Administering immunosuppressants decreases the proliferation of CD4⁺ T cells at the hMSC engraftment site. The expressions of CD4⁺ (top row) and CD8α⁺ (bottom row) T cells at the site of hMSC injection are assessed via IHC staining for the hMSC (n = 7), Dexa (n = 6), Tac (n = 5), and DexaTac (n = 7) groups, respectively. T cells are identified as dark brown signals colocalized to the nuclei of cells. CD4⁺ T cells are sparsely distributed and CD8α⁺ T cells are barely identified at the site where hMSCs have been implanted. Statistical significance is defined as ** P < 0.01 vs. hMSC; mean ± SEM (One-way ANOVA). Scale bar = 200 µm.

Figure 5.

Infiltration of leukocytes and neutrophils are attenuated at the injection site of BALB/c nude mice. (A) Based on IHC staining, the percentage of CD45-positive leukocytes (indicated in golden yellow) is greatly reduced in the injection site of BALB/c nude mice (n = 7) compared to that of C57BL/6 mice (n = 4). Notable and significant differences are not observed when comparing the percentages of Iba-1 positive microglia cells (indicated in red) from both groups. (B) Contrary to C57BL/6 mice (n = 4), severe infiltration of neutrophils (indicated in orange) is not identified from the injection site of BALB/c nude mice (n = 7). The percentage of CD68-positive macrophages was slightly higher in the C57BL/6 group in comparison to that of BALB/c nude mice but there was no significant difference between the groups. Statistical significance is defined as **P < 0.01, *** P < 0.001 vs. C57BL/6 mice; mean ± SEM (t-test). Scale bars: (A) 100 µm, (B) 50 µm.

Figure 6.

Higher number of residual hMSCs is quantitated from the parenchyma of BALB/c nude mice at Day 7. (A) Via IHC staining, STEM121-positive cells are identified as brown signals from representative tissue sections of both C57BL/6 (n = 5) and BALB/c nude mice (n = 5). (B) The number of residual hMSCs persisting in the parenchyma of both C57BL/6 (n = 5) and BALB/c nude mice (n = 5) is assessed via ALU qPCR. MSC persistence is higher in BALB/c nude mice.
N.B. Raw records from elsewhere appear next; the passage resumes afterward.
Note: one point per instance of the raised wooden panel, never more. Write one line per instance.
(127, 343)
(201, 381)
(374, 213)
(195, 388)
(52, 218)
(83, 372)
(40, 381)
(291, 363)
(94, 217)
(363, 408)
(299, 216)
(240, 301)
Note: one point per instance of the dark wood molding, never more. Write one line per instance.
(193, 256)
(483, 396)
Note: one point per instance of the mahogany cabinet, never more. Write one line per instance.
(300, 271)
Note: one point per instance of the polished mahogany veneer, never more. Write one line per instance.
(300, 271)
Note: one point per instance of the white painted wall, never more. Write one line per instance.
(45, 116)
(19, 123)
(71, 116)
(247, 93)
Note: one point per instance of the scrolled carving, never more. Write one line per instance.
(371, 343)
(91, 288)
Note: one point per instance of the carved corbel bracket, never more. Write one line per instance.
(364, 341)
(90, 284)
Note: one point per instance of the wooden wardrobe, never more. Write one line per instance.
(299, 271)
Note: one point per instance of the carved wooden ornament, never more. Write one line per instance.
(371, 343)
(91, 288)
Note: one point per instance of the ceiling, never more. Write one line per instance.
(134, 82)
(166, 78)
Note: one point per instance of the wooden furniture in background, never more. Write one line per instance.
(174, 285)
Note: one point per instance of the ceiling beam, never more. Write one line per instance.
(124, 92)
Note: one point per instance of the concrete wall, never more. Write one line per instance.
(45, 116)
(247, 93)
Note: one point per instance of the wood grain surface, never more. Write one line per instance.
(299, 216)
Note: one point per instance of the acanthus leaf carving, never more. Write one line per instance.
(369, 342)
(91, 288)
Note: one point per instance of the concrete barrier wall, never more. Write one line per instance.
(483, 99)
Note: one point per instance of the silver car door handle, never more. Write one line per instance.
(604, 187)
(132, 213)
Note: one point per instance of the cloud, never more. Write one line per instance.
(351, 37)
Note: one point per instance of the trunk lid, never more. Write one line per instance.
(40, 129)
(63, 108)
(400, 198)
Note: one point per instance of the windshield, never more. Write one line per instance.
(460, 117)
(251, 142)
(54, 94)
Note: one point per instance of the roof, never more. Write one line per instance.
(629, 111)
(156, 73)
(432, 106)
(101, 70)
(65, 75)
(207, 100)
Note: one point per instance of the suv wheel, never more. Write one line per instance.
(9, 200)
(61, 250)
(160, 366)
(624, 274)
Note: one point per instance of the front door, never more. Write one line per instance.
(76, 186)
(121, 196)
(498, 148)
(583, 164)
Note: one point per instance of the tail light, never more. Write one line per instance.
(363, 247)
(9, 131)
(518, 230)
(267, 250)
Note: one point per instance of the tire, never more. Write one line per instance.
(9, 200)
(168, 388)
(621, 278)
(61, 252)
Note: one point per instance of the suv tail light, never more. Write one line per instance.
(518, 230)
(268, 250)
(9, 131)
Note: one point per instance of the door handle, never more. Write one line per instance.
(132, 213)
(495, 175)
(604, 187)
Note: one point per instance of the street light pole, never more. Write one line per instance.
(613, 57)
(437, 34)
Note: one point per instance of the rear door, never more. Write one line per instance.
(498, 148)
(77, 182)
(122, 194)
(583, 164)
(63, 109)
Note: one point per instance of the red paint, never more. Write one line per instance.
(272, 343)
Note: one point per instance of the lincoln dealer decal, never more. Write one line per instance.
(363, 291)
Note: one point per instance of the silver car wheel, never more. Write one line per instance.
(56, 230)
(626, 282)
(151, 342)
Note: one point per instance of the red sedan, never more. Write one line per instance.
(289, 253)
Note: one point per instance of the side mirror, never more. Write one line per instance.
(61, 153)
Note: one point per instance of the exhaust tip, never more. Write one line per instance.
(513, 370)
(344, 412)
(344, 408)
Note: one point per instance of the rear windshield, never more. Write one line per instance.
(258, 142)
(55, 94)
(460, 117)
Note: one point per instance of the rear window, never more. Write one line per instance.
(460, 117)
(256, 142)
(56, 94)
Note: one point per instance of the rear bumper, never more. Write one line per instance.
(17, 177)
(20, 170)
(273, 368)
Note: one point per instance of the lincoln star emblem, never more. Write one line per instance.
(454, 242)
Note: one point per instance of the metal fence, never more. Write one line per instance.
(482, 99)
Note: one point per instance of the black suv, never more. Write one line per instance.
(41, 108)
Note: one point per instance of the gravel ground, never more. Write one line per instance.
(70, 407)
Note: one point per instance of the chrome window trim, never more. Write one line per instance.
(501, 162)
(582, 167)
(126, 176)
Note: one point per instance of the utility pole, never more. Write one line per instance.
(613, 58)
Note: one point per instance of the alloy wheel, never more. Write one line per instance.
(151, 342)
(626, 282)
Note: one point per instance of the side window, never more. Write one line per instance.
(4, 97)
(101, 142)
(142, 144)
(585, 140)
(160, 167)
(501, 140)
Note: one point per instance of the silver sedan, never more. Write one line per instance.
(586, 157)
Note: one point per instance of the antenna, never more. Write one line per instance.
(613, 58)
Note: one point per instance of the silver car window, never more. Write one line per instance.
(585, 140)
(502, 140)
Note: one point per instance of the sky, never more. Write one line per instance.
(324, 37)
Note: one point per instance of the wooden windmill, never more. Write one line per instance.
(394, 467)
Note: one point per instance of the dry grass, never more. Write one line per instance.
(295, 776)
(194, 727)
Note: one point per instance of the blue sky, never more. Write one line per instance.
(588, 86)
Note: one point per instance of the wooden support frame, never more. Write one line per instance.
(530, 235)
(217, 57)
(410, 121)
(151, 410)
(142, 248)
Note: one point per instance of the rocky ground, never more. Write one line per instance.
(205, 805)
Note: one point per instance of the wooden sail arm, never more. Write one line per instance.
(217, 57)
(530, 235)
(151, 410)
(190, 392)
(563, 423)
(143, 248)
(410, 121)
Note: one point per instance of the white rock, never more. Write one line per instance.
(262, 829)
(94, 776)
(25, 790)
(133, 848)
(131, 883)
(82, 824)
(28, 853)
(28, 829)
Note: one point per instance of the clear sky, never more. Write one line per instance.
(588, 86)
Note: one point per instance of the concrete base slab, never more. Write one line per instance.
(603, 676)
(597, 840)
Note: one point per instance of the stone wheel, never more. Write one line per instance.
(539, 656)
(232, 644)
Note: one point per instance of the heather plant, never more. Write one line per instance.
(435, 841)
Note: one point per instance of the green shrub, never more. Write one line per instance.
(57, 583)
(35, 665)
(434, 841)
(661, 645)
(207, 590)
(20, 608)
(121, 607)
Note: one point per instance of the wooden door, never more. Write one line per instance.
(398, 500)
Statistical significance is defined as **P < 0.01 vs. C57BL/6 mice; mean ± SEM (t-test). Scale bar = 50 µm.

Figure 7.

T cell reactivity is attenuated at the hMSC engraftment site of BALB/c nude mice. The proliferation of CD4⁺ (top row) and CD8α⁺ (bottom row) T cells at the site of hMSC injection in C57BL/6 (n = 4) and BALB/c nude mice (n = 7) is evaluated via IHC staining. Dark brown signals, indicating the presence of T cells, can be clearly identified from the representative tissue section of C57BL/6 mice stained with the CD4 antibody while positive signals are barely detectable from representative tissue sections of BALB/c nude mice. Statistical significance is defined as **P < 0.01 vs. C57BL/6 mice; mean ± SEM (t-test). Scale bar = 200 µm.